Je fixai sa silhouette, sans détourner les yeux.

Était-il au courant de la lettre ? Était-il là pour ça ?

Peu importe, ce soir, tout allait changer. Je n’étais pas là pour discuter. Il était là, en face de moi, et je devais inverser la situation.

Je pris une profonde inspiration, ressentant l’audace me monter dans la gorge. Je ne pouvais pas reculer. J’avais été passive trop longtemps. Cette fois, il n’aurait pas le contrôle. Je n'allais pas fuir.

Je m’avançai vers lui, sans hésiter, le téléphone serré dans ma main. Je devais filmer, capturer ce moment. Je fis comme si j’écrivais un texto et enclenchai le mode vidéo. C’était le moment de la confrontation. Je n'avais pas de plan précis, juste l’intuition qu'il était temps.

Mon téléphone en main, je me rapprochais, dissimulant l’écran mais orientant l’objectif vers lui Je savais ce que je voulais. Chaque mot qui sortirait de ma bouche serait soigneusement mesuré pour le pousser à avouer. Il fallait qu'il paie pour ses actes, pour tout ce qu’il nous avait fait subir.

La colère bouillonnait en moi, alimentée par chaque souvenir, chaque frayeur, chaque larme versée à cause de lui. Ce n’était plus un simple règlement de comptes. C’était vital. Je n’avais plus de place pour la peur. Mon regard était dur, déterminé. Cette confrontation marquerait la fin de son règne. Je n’hésiterais pas. Rien ni personne ne m'arrêterait. Ma famille allait être protégée, coûte que coûte. La justice allait enfin s’accomplir. Et je serais celle qui la ferait éclater.

-Qu’est-ce que tu fais là ?

-Quoi ?

-Pourquoi es-tu là, assis dans ma rue ?

-Ta rue ! !

-Quand est-ce que ça s’arrête ?

-De quoi ?

-Tout ce que tu fais.

-Ah mais ça ne s’arrêtera plus ! Ton mec m’a chié dans les bottes ce pd, maintenant c’est trop tard. Ma communauté va vous ruiner. Moi, mon taff est terminé. Je me suis arrêté dans la rue, j'ai regardé Ah bah tiens vous avez une imprimante, vous avez ceci, vous avez cela, vous avez votre réseau J'ai craqué votre réseau, j'ai craqué ton téléphone, j'ai craqué le téléphone de l'autre, j'ai craqué votre ordinateur, j'ai tout, sur tout ! ON SAIT TOUT TU COMPRENDS PAUVRE MEUF ? TOUT EST SUR LE DARK, MES COLLÈGUES RUSSES BIEN ENERVES SONT SUR VOTRE GUEULE POUR TOUJOURS !

-Alors, t'as pas dit…

-Tu t’octroies la rue, ben moi je m’octroie le net. TU COMPRENDS ? Alors dégage de là, j’attends mon dealer.

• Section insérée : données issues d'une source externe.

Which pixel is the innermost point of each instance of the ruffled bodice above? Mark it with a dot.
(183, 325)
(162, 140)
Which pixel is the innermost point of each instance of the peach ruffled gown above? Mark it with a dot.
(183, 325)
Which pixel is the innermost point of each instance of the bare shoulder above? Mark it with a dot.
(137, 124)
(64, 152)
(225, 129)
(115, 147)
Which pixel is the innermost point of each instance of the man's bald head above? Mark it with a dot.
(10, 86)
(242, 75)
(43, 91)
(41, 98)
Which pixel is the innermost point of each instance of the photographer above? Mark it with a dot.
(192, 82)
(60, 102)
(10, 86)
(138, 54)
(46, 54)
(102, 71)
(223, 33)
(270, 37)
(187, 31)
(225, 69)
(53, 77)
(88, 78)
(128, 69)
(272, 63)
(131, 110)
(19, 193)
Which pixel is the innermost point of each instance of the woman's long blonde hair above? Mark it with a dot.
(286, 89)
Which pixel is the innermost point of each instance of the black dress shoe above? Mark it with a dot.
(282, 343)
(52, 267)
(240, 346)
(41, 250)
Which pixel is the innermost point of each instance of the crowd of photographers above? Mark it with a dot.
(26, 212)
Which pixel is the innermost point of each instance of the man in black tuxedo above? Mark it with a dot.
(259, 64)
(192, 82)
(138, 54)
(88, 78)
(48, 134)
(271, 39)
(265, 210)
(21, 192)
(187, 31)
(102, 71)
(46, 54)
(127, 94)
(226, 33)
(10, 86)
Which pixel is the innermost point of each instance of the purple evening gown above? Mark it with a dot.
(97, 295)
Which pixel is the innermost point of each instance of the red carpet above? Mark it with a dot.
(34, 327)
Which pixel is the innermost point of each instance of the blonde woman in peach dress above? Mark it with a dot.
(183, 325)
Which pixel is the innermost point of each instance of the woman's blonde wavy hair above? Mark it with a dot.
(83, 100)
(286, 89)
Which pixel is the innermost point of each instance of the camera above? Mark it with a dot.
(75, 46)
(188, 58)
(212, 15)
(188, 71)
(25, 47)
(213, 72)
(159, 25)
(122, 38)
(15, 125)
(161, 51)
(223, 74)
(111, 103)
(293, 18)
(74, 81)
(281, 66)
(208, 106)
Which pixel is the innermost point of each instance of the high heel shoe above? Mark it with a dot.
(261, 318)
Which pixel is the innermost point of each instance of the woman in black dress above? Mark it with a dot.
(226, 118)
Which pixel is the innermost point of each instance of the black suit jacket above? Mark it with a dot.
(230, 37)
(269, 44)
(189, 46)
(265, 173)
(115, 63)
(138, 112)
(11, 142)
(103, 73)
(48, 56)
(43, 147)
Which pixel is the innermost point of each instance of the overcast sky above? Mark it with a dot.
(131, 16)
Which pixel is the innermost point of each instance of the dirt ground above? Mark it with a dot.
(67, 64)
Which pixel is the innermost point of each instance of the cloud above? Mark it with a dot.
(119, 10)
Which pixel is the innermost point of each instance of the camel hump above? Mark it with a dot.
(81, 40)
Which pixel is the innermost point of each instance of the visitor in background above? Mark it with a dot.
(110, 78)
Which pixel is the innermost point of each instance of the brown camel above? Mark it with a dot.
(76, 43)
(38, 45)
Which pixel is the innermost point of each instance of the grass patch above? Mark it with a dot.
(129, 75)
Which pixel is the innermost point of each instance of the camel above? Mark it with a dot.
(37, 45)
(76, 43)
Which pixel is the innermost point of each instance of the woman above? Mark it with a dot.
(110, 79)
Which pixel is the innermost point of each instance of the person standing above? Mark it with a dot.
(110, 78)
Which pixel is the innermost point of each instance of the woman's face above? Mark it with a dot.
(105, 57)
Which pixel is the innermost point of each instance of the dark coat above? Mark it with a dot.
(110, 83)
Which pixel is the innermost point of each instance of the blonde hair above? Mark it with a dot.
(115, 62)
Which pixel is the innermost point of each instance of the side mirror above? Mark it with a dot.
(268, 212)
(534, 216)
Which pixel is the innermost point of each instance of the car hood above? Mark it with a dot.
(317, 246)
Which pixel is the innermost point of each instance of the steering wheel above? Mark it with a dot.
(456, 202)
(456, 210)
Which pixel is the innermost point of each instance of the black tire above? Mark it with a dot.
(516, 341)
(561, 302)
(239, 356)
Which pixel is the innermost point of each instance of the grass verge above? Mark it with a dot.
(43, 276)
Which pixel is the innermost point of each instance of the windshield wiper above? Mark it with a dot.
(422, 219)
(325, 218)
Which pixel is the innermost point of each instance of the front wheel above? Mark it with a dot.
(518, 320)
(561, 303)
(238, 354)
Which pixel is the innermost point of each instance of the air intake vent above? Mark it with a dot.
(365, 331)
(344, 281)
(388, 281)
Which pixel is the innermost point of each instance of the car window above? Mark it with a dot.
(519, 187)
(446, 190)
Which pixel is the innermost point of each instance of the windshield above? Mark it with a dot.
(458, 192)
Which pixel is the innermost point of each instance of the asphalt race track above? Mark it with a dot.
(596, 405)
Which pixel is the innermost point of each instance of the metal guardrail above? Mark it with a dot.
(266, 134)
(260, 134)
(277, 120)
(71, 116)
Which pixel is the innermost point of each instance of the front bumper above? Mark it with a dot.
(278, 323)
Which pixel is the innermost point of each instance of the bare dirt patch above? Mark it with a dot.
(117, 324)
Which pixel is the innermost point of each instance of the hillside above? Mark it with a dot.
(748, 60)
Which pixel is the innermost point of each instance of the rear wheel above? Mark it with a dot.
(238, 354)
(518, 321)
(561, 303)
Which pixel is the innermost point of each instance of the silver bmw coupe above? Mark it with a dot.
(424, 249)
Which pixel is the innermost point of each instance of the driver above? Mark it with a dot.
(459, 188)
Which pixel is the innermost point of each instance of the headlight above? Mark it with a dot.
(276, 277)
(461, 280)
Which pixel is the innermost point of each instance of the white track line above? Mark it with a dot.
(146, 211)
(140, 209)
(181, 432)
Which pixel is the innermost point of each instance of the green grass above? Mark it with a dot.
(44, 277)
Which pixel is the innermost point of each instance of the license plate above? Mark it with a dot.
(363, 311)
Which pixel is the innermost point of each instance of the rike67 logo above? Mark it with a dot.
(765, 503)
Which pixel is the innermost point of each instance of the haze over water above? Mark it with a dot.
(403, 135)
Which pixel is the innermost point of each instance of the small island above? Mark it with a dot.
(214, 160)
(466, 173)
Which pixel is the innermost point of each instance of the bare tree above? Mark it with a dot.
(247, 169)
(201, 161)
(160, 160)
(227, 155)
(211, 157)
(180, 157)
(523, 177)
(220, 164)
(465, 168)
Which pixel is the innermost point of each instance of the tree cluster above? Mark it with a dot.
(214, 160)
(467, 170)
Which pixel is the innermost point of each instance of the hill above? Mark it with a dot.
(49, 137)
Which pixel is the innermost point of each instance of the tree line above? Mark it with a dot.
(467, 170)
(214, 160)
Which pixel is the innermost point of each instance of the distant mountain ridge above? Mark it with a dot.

-T'as pas dit : « Moi je ne toucherai pas aux femmes et aux enfants ? »

-Bah non !

-Si, et je crois, excuse-moi, être une femme

-Mais là, c'est ton compte bancaire c'est pas la femme.

-Mais en quoi je suis responsable…

-T'es une femme moderne, qui travaille, qui vote non ? T'es pas une femme du 18ème siècle.

-Qu'est-ce que j'ai à faire là-dedans moi ?

-Bah, vous êtes en couple.

-Et alors ? Et mes enfants ?

-Vous êtes mariés, vous…

-Et mes enfants ?

-Vous êtes mariés ?

-Oui.

-Pour le meilleur, pour le pire ?

-Et mes enfants ?

-Bah, là, c'est le pire ! !!

-Et mes enfants ?

-C’est le pire tu m’entends ! Vous êtes morts ! Tes enfants si je veux te les faire enlever c'est en deux minutes Si je suis bien énervé, je pense qu'en une semaine vous les avez plus…

-Mais pourquoi ?

Il prend un appel, se lève brusquement et s’éloigne, laissant derrière lui une atmosphère chargée de tension.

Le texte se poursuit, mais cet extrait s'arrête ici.